The majority opinion of the Superior Labor Court,[3] in cases of termination of employment due to receipt of special retirement, which derives from the law and not at the initiative of the employer, is that employees will not be entitled to payments arising from termination without cause, which include the penalty of 40% over the FGTS and compensated prior notice.

This specific case of termination by the employer is an exception to the rule instituted after the judgment of Direct Action of Unconstitutionality No. 170, through which the STF held that voluntary retirement does not entail termination of the employment relationship.

This is because, considering this understanding, the declaration of unconstitutionality under paragraph 1 of article 453 of CLT[4] and the cancellation of the Jurisprudential Guideline No. 177 of the SDI-I of the Superior Labor Court,[5] special retirement is incompatible with maintenance of the employment relationship in case the event of continuation of labor activities in a hazardous environment.

Law No. 8,213/91 does not provide for any penalty to employers who maintain an active employment contract with an employee who receives the benefit arising from special retirement and continues to work in a hazardous environment. To date, no decisions have been located in which a sanction has been imposed on the employer for this reason.

The current laws and regulations provide for penalties only for workers who continue to work in a hazardous environment. This is because, besides the employee having his benefit suspended, the INSS may also charge workers for amounts earned while working under these conditions, under the terms of article 255[6] of Normative Instruction No. 77/15, of the INSS. The legitimacy of such collection by the INSS was reiterated by Justice Dias Toffoli in his opinion in the judgment of Extraordinary Appeal No. 791.961. He added that the charge is retroactive, and should occur as of the date of granting of the benefit in cases where activity in a hazardous environment is maintained.

[1] Paragraph 8. The provisions of article 46 apply to insured persons who are retired under the terms of this article and who continue in the exercise of the activity or operation subjecting them to hazardous agents contained in the list referred to in article 58 of this Law.

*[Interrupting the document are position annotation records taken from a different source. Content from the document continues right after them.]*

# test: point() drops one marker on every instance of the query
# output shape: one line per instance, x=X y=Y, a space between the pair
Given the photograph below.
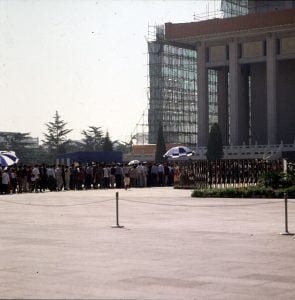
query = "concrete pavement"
x=62 y=246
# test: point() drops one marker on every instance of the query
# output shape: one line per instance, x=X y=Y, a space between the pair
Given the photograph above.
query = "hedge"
x=245 y=192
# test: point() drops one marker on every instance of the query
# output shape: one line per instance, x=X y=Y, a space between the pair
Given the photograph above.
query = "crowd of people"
x=41 y=178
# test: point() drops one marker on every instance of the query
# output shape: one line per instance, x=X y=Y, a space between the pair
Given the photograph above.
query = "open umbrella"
x=179 y=151
x=133 y=162
x=8 y=158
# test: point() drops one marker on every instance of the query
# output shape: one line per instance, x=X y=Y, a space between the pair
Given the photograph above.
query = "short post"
x=117 y=212
x=286 y=216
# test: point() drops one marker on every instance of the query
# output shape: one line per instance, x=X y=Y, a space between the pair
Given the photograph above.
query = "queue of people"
x=41 y=178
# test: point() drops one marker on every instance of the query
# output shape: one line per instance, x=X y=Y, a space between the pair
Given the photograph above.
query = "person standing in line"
x=119 y=176
x=161 y=174
x=67 y=178
x=154 y=174
x=106 y=177
x=13 y=180
x=112 y=176
x=58 y=177
x=35 y=179
x=51 y=178
x=140 y=175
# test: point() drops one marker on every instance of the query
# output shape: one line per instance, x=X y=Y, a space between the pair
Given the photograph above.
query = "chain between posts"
x=117 y=212
x=286 y=216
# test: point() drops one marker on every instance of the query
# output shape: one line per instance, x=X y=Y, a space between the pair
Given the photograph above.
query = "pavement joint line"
x=55 y=205
x=185 y=205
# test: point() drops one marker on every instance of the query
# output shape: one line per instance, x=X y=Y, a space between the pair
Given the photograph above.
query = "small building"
x=84 y=157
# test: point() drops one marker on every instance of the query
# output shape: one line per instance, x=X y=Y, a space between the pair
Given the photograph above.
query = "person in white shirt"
x=35 y=179
x=5 y=182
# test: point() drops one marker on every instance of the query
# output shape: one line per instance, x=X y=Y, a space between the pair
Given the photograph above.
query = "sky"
x=85 y=59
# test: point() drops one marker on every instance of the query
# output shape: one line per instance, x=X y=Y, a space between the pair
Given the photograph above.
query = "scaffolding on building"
x=172 y=90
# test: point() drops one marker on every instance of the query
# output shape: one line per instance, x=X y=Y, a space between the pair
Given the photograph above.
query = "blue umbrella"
x=8 y=158
x=179 y=151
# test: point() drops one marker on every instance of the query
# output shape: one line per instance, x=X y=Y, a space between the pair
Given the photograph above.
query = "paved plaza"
x=62 y=245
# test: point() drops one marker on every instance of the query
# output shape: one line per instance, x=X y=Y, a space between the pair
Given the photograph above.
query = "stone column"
x=202 y=101
x=222 y=92
x=234 y=72
x=271 y=88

[2] “The exercise of any work, trade, or profession is free, when the professional qualifications established by law have been met."

[3] Case TST-RR-11373-07.2014.5.15.0095

[4] “Spontaneous retirement of employees of publicly-traded companies and government-controlled companies is allowed as long as they meet the requirements of article 37, subsection XVI of the Constitution, and subject to the provision of an invitation conduct a public tender process."

[5] “Voluntary retirement terminates the employment contract, even when the employee continues to work at the company after the social security benefit is granted. Therefore, the penalty of 40% of the FGTS in relation to the period prior to retirement is not due."

[6] "The amounts unduly received shall be returned to the INSS, in the manner set forth in articles 154 and 365 of the RPS.”